金曜日の夕食に吉野家豚丼を食ったらこれがなかなかヒットであった。味付けは牛丼の基本と同じ砂糖醤油なのだが、具に従来の玉葱にごぼうを加え、このごぼうなかりせば牛丼の牛を豚に替えただけじゃん、それならだんぜん牛のが美味いじゃん、となってしまうところをうまく矛先をかわしていた。ごぼうはそれ自体も秀逸。出汁の味がしみこんで、ほどよいやわらかさとしゃりっとした歯ごたえ、うん、なんともいえずにイイ。銃火に倒れた牛丼君を背負って窮地を脱した英雄と受勲されてもよろしかろう働きっぷり。おみごと。
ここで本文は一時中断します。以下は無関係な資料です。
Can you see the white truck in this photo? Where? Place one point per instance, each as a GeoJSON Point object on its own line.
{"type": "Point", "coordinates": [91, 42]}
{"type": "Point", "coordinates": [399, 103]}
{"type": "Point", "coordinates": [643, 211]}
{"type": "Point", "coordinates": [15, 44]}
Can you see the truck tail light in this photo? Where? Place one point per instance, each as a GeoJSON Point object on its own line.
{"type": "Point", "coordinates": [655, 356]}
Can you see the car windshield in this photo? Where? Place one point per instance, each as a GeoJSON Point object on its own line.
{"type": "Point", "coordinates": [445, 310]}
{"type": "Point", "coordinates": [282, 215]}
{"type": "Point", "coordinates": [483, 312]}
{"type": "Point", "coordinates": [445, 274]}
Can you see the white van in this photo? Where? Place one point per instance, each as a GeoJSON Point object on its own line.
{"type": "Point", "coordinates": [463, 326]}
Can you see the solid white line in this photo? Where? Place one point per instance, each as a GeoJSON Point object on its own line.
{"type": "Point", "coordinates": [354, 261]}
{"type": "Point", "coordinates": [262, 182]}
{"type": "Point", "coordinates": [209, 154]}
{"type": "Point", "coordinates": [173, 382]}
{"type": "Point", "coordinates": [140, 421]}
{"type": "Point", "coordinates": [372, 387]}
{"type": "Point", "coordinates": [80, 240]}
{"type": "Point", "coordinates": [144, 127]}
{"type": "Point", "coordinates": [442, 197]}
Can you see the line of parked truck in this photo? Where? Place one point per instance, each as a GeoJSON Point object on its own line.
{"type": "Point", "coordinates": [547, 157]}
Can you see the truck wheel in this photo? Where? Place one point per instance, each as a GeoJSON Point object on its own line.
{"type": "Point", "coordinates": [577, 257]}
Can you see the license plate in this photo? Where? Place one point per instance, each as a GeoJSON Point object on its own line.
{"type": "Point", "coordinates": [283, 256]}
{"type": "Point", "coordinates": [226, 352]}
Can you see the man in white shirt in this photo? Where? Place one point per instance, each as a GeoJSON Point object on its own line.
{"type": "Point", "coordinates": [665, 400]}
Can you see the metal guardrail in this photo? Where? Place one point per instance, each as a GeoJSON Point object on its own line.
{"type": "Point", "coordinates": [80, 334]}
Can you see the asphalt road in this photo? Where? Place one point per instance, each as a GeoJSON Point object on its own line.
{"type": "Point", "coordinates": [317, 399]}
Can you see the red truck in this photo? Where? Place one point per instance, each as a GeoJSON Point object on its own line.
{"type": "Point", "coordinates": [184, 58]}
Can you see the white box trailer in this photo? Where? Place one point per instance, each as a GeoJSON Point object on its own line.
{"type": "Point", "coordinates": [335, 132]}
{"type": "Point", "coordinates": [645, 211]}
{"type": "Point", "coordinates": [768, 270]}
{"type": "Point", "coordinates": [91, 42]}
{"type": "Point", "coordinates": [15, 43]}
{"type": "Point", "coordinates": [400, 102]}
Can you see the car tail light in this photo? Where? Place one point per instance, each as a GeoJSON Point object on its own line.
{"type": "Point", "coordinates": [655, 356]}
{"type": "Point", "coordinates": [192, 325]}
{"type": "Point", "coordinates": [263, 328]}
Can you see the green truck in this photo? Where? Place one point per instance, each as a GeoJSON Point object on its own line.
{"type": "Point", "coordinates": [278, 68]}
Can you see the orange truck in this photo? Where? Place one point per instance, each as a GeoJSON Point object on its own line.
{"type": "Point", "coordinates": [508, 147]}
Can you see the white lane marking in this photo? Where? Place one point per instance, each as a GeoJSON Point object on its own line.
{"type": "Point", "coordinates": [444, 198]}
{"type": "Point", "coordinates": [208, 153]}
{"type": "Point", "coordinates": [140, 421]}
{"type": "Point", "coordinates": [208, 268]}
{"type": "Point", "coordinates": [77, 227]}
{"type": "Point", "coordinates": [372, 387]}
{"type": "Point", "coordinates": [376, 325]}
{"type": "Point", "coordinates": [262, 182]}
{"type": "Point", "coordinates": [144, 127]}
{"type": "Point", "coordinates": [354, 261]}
電車の中で、美味かったなー豚丼、あれはやっぱごほうがいいね、ごぼうだ、ごぼうが、ごぼうなれば、などと牛蒡のことを反芻しているうちにふと記憶の底から蘇った第二次世界大戦ごぼう逸話。ご存知だろうか。日本軍の捕虜収容所に、兵糧すら不足しているなかでも、故郷を遠く離れた虜囚となって心細かろう捕虜にせめて少しでも滋養のあるものを食わしてやろうとわざわざごぼうを料理に出すように手配した、人道的な所長がおったそうな。ところが戦後彼は、木の根っこを食わせた非人道的な行為を糾弾され戦犯として処刑されてしまったのであった。ああ、文化の違いがまねいた哀しい誤解。子供の頃に母が好んでなんども聞かせてくれた話のひとつなのだが…。

ごぼう、あなどるべからず。

ところでごぼうを漢字で書くと牛蒡、牛草のかたわら(旁)と書く。それが牛丼屋を救うとは(いや、別に救っちゃいないって)、これぞ因果。やはり、ごぼう、あなどるべからず。である。